The recent discovery of the gravitational wave source GW150914 has revealed a coalescing binary black hole (BBH) with masses of similar to 30 M-circle dot. Previous proposals for the origin of such a massive binary include Population III (PopIII) stars. PopIII stars are efficient producers of BBHs and of a gravitational wave background (GWB) in the 10-100 Hz band, and also of ionizing radiation in the early Universe. We quantify the relation between the amplitude of the GWB (Omega(gw)) and the electron scattering optical depth (tau(e)), produced by PopIII stars, assuming that f(esc) approximate to 10 per cent of their ionizing radiation escapes into the intergalactic medium.
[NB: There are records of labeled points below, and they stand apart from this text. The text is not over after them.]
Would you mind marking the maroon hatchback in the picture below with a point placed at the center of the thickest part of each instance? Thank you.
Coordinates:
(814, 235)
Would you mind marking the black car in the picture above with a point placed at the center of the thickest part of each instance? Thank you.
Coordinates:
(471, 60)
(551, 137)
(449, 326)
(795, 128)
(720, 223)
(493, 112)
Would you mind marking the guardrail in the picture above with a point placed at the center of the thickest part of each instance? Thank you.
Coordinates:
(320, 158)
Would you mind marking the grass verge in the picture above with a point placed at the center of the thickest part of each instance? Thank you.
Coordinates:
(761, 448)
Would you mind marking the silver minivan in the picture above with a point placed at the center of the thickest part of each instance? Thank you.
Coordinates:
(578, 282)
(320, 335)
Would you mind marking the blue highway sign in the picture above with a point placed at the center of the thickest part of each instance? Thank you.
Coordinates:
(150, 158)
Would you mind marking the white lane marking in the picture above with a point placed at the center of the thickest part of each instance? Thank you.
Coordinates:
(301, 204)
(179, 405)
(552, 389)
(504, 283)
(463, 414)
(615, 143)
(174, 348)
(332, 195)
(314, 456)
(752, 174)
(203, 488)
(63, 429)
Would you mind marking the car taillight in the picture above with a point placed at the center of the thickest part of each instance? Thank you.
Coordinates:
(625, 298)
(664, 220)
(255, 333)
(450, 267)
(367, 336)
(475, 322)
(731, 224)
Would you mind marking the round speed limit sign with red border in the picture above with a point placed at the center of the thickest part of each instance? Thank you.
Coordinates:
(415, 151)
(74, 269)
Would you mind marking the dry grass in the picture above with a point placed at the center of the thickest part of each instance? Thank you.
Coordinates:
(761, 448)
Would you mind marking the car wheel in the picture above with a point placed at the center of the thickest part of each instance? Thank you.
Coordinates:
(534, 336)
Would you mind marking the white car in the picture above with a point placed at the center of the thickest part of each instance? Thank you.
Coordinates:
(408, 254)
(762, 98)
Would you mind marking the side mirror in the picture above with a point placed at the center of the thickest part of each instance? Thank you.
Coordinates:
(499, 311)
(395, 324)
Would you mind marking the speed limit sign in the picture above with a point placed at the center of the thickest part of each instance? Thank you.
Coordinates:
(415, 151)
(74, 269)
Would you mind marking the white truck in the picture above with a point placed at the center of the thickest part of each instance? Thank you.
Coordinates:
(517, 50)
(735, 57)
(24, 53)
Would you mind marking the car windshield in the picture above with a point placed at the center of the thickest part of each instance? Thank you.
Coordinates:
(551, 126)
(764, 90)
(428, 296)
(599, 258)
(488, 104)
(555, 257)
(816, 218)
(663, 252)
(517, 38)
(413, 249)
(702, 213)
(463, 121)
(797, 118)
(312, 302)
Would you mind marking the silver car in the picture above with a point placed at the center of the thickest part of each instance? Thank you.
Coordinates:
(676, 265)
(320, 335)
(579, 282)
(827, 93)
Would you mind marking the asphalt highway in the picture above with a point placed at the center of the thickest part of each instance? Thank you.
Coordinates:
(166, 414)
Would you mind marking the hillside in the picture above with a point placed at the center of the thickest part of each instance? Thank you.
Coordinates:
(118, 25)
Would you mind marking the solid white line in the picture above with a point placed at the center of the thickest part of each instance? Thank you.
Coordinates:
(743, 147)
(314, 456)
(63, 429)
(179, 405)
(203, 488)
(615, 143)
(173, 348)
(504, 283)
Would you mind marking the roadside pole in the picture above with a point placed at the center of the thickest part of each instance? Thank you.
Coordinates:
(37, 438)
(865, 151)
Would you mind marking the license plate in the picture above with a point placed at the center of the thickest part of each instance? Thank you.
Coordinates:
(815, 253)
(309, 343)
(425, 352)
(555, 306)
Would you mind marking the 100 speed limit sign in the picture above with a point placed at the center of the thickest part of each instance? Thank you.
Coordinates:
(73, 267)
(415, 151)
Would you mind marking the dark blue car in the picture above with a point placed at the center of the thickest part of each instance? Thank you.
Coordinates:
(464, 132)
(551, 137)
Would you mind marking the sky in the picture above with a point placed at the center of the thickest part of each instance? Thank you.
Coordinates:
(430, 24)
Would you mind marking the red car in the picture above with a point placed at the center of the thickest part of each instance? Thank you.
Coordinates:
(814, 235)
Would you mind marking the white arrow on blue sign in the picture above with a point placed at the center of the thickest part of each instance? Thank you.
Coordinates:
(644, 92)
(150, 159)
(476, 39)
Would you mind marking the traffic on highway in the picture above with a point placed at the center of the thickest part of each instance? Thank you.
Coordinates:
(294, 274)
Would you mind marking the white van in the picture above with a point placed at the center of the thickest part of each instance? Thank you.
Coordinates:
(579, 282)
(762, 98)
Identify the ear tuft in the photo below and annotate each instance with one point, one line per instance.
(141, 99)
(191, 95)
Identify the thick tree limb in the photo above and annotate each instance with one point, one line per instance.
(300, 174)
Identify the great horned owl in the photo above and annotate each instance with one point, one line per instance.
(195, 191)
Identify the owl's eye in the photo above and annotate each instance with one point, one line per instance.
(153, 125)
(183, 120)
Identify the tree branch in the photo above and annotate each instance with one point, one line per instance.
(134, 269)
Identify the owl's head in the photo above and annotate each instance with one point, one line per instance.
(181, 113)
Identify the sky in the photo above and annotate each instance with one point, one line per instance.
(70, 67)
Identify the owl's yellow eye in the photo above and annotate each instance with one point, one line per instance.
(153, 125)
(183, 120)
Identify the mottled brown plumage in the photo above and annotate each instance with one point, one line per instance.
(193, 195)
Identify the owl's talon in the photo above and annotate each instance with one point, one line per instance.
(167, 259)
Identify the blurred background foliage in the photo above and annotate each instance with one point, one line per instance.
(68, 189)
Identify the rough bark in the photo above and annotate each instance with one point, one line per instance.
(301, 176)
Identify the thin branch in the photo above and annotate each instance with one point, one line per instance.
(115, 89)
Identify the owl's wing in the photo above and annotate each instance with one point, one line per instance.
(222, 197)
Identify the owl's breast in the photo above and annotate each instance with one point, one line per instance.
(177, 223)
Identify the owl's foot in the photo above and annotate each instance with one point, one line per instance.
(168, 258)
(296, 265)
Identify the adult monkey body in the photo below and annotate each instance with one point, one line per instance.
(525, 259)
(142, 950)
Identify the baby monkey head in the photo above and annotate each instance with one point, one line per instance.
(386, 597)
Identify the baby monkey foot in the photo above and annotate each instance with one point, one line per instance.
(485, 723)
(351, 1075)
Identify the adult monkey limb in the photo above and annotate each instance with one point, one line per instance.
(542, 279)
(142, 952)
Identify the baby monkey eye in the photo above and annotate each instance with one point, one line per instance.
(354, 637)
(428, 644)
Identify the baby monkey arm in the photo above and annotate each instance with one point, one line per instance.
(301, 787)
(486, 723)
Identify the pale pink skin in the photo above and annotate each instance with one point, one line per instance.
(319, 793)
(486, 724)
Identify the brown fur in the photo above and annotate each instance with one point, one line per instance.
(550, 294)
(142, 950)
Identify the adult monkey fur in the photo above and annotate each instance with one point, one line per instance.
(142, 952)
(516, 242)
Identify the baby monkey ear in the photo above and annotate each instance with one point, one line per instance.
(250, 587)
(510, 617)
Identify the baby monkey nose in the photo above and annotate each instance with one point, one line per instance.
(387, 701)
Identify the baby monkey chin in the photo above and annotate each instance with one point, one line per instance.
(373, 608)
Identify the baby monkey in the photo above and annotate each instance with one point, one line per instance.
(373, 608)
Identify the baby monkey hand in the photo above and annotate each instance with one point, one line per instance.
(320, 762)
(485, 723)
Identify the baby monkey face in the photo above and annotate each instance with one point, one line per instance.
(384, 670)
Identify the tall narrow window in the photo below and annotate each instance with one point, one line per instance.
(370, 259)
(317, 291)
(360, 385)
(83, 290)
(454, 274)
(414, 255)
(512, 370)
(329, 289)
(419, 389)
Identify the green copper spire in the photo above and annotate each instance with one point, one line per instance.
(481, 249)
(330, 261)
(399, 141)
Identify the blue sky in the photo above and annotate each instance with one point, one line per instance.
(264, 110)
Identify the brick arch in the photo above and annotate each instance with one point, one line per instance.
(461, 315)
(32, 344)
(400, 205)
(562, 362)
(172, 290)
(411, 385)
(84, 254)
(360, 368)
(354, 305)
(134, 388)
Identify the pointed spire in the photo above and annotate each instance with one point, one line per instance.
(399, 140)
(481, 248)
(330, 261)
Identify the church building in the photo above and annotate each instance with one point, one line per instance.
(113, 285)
We find that PopIII stars would produce a GWB that is detectable by the future O5 LIGO/Virgo if tau(e) greater than or similar to 0.07, consistent with the recent Planck measurement of tau(e) = 0.055 +/- 0.09. Moreover, the spectral index of the background from PopIII BBHs becomes as small as d ln Omega(gw)/d ln f less than or similar to 0.3 at f greater than or similar to 30 Hz, which is significantly flatter than the value similar to 2/3 generically produced by lower redshift and less-massive BBHs. A detection of the unique flattening at such low frequencies by the O5 LIGO/Virgo will indicate the existence of a high-chirp mass, high-redshift BBH population, which is consistent with the PopIII origin. A precise characterization of the spectral shape near 30-50 Hz by the Einstein Telescope could also constrain the PopIII initial mass function and star formation rate.